Again, most patients who present to the ED/A&E will support ready access by
the treating team to their prior records. Having obtuse protocols and
procedures to access these will be an impediment to patient safety and
quality care.
Kevin
Kevin M. Coonan, M.D.
kevin.coonan@utah.edu
University of Utah School of Medicine
Adjunct Assistant Professor, Division of Emergency Medicine
NLM Fellow, Department of Medical Informatics
Is what you mean the record as kept by the healthcare provider for his own
use and the patient?
Or is it the information that is published to be shared between healthcare
providers?
Gerard
-- <private> --
Gerard Freriks, arts
Huigsloterdijk 378
2158 LR Buitenkaag
The Netherlands
A personal secure repository or a secure reposity service with
appropriate legal structure, e.g.,
license along with legislation that defines and enumerates ownership,
that requires revocable
Patient permission. For example, a secure facility ID is established,
e.g., untraceable registration
number, created per visit (suggest including time, date and number of
Patients). A secure, filtered
link to existing EHR/EMR records is established where Patient permission
is obtained; if none
given, then summary information can be provided in an emergency or
Public Health situation.
This is mechanism and how it is accomplished depends on the architects
and implementers.
A secure EHR facility really requires the use of mandatory access
control (as opposed to the almost universal discretionary access
control) at the operating system and data storage levels (and at all
levels above that) - otherwise it is not secure against compromise by
the system administrators or the database administrators. Such systems
exist, but only the three letter security agencies have any experience
in using them.
The important point is that the mechanisms for providing the service you
mention exist and would
require little development.
Hmmm, not too much software development, perhaps, but a lot of human and
organisational development to create a culture which values personal
privacy to the degree you specify.
Merely providing the mechanisms for access control will not suffice.

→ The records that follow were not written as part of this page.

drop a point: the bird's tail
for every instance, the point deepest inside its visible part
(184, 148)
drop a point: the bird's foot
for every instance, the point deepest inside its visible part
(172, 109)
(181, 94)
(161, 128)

That was the basis of Ross Anderson's withering attack on the NHS network, on
behalf of the BMC, that led to a great deal of embarrassment for the NHS
and the UK government.
The hard part is to define a security policy model that:
-- is provably adequate with respect to the relevant legislative and ethical
environments;
-- is demonstrably implementable by the technical and social infrastructure;
-- comes complete with compliance checks that are necessary and sufficient for
validating any proposed implementation.
As far as I know, my preliminary paper on this matter
(http://www.soi.city.ac.uk/~bernie/hsp.pdf), incomplete though it is, is the
only work done in this area. As you'll see, it requires a degree of semantic
formalisation that is beyond the scope of any of the currently proposed EPR
standards, GEHR included. The fact that this degree of formalisation is also
beyond the comprehansion of most of the stakeholders is irrelevant. You don't
have to understand computational fluid dynamics to use a weather forecast.